Parmi les outils d’aménagement, le plan directeur cantonal (PDcn) a un rôle central puisqu’il a pour but de coordonner les activités qui ont des effets sur l’organisation du territoire. Il définit le développement territorial souhaité et détermine les mesures d’aménagement nécessaires en matière d’urbanisation, de mobilité, de gestion de l’espace rural et des milieux naturels et de gestion des ressources en vue d’offrir une qualité de vie agréable à la population locale.
La préservation de l’environnement, du paysage, et la bonne gestion des ressources naturelles représentent ainsi un défi important. Genève est connue pour sa beauté naturelle, sa rade s’ouvrant sur le lac Léman, encadrée par les montagnes en toile de fond.

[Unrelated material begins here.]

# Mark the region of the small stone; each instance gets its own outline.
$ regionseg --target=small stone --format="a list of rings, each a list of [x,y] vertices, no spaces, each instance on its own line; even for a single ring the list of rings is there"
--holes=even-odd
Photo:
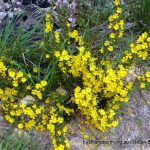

La campagne genevoise dans ses composantes agricoles et naturelles est mise sous pression par la croissance urbaine. Il est donc important de veiller à ce que le développement urbain ne compromette pas cet environnement précieux.
Le transport est également un défi majeur à Genève. En partie en raison des déplacements domicile-travail des personnes n’habitant pas à Genève, mais y travaillant, le canton est confronté à des problèmes de congestion routière, de pollution de l’air et de bruit. Il est donc important de promouvoir des solutions de transport durable, telles que des transports publics efficaces et les mobilités douces afin de réduire la dépendance à l’égard des voitures et de réduire l’impact environnemental lié au transport.
À cet effet, Genève a déjà mis en place plusieurs initiatives, notamment en développant fortement les transports publics via un réseau de RER, de tramways et de bus efficace. L’ensemble des véhicules seront électrifiés à l’horizon 2030. Le canton encourage également l’utilisation des vélos et des transports actifs en mettant en place des infrastructures adaptées, telles que des pistes cyclables et des voies vertes. Le prochain défi consistera à offrir des conditions améliorées pour les piétons.
Pour préserver l’environnement, Genève a développé des politiques de protection des zones naturelles et de l’eau afin de préserver la qualité du lac Léman (stratégies et plan d’action). Elle a également développé des programmes de sensibilisation et d’éducation pour promouvoir un mode de vie durable auprès des résidents.
Enfin, Genève encourage également la construction de bâtiments durables en promouvant l’utilisation de matériaux écologiques, le réemploi et l’efficacité énergétique. Elle met également en place des réglementations pour garantir l’atteinte de standards environnementaux ambitieux dans le cadre des nouveaux projets de construction.